Un blâme, sans conséquence
Aujourd’hui âgée de 28 ans et professeure d’éducation physique et sportive, la jeune femme a commencé l’athlétisme à l’US Créteil, à 9 ans. En 2006, elle voit arriver au club Giscard Samba et Cindy Billaud, l’une des meilleures spécialistes du 100 mètres haies. Les deux sont en couple. Au sein du groupe, mieux vaut ne pas parler de ce sujet. La première année se passe correctement, hormis des « blagues salaces » de l’entraîneur en salle de musculation qui mettent les jeunes femmes mal à l’aise. Mais la situation se gâte lors de la deuxième saison, à partir de l’automne 2007.
A cette période, Anaïs Desroses se souvient d’un échange qui marque le début de ses ennuis. « Sur MSN, Giscard Samba m’a envoyé un message : “Ce serait bien qu’on se fasse un ciné en tête à tête.” Je lui ai répondu : “Non, je ne suis pas ta pote. Je ne vais pas au cinéma toute seule avec toi.” »
Les dénigrements à l’égard de la jeune femme, devant le groupe, seraient alors devenus réguliers. Déprimée, elle finit, au bout de plusieurs mois, par parler de la situation à sa mère. Après avoir tenté de discuter toute seule avec Giscard Samba, Dominique Desroses exige une « confrontation générale » avec l’entraîneur et les dirigeants. Elle multiplie les courriers, en vain. L’entraîneur reçoit un blâme, sans conséquence. A l’issue de la saison 2007-2008, sa fille quitte le club où elle s’entraînait depuis toujours.
« Je te retrouverai, où que tu ailles »
A l’époque, une autre athlète connaît des problèmes avec le technicien et tente aussi d’alerter les dirigeants. Amandine – son prénom a été changé – étudie aux Etats-Unis et rend compte de ses entraînements à Giscard Samba par courriel. Mais les messages de l’entraîneur relèvent plus de la drague que des conseils sportifs. Les allusions sexuelles sont fréquentes dans les courriels de Samba, que Le Monde a pu consulter. Comme celui-ci :
« Toi aussi comment veux tu qu’ à ton retour qu’en se fasse (sic) le petit tête-à-tête prévu puis que l’on guingue délicatement, chaudement, langoureusement à se couper le souffle, à te couper le souffle, si je te boude maintenant… »
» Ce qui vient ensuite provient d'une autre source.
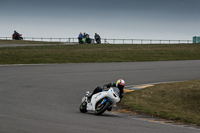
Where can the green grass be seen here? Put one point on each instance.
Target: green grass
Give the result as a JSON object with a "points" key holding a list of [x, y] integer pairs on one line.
{"points": [[178, 101], [88, 53], [25, 42]]}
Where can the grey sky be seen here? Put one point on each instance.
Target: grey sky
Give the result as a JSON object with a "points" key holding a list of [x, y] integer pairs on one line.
{"points": [[131, 19]]}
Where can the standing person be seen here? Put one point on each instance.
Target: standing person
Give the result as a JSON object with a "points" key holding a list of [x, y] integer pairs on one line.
{"points": [[80, 37], [97, 38]]}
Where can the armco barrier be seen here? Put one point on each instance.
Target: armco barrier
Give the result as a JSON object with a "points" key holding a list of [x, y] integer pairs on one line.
{"points": [[106, 41]]}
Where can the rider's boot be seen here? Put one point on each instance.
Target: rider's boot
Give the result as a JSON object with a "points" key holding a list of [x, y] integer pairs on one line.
{"points": [[88, 95], [109, 109]]}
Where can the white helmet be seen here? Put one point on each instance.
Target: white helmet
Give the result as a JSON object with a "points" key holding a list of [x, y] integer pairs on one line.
{"points": [[120, 83]]}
A son retour en France, elle se rend compte que l’entraîneur la fait passer pour une « mauvaise fille » auprès des athlètes, et notamment de Cindy Billaud.
Cette dernière estime avec le recul que son ex-entraîneur et compagnon lui a « retourné le cerveau » : « Il ne peut pas continuer à entraîner des filles, estime-t-elle, parce que c’est un terrain de chasse pour lui. Il prend les filles, il les met en confiance quelques semaines et il suffit qu’elles rigolent à une de ses blagues déplacées, sexuelles, pour que lui s’imagine qu’il y a une ouverture. Et boum, ça y est, c’est parti. »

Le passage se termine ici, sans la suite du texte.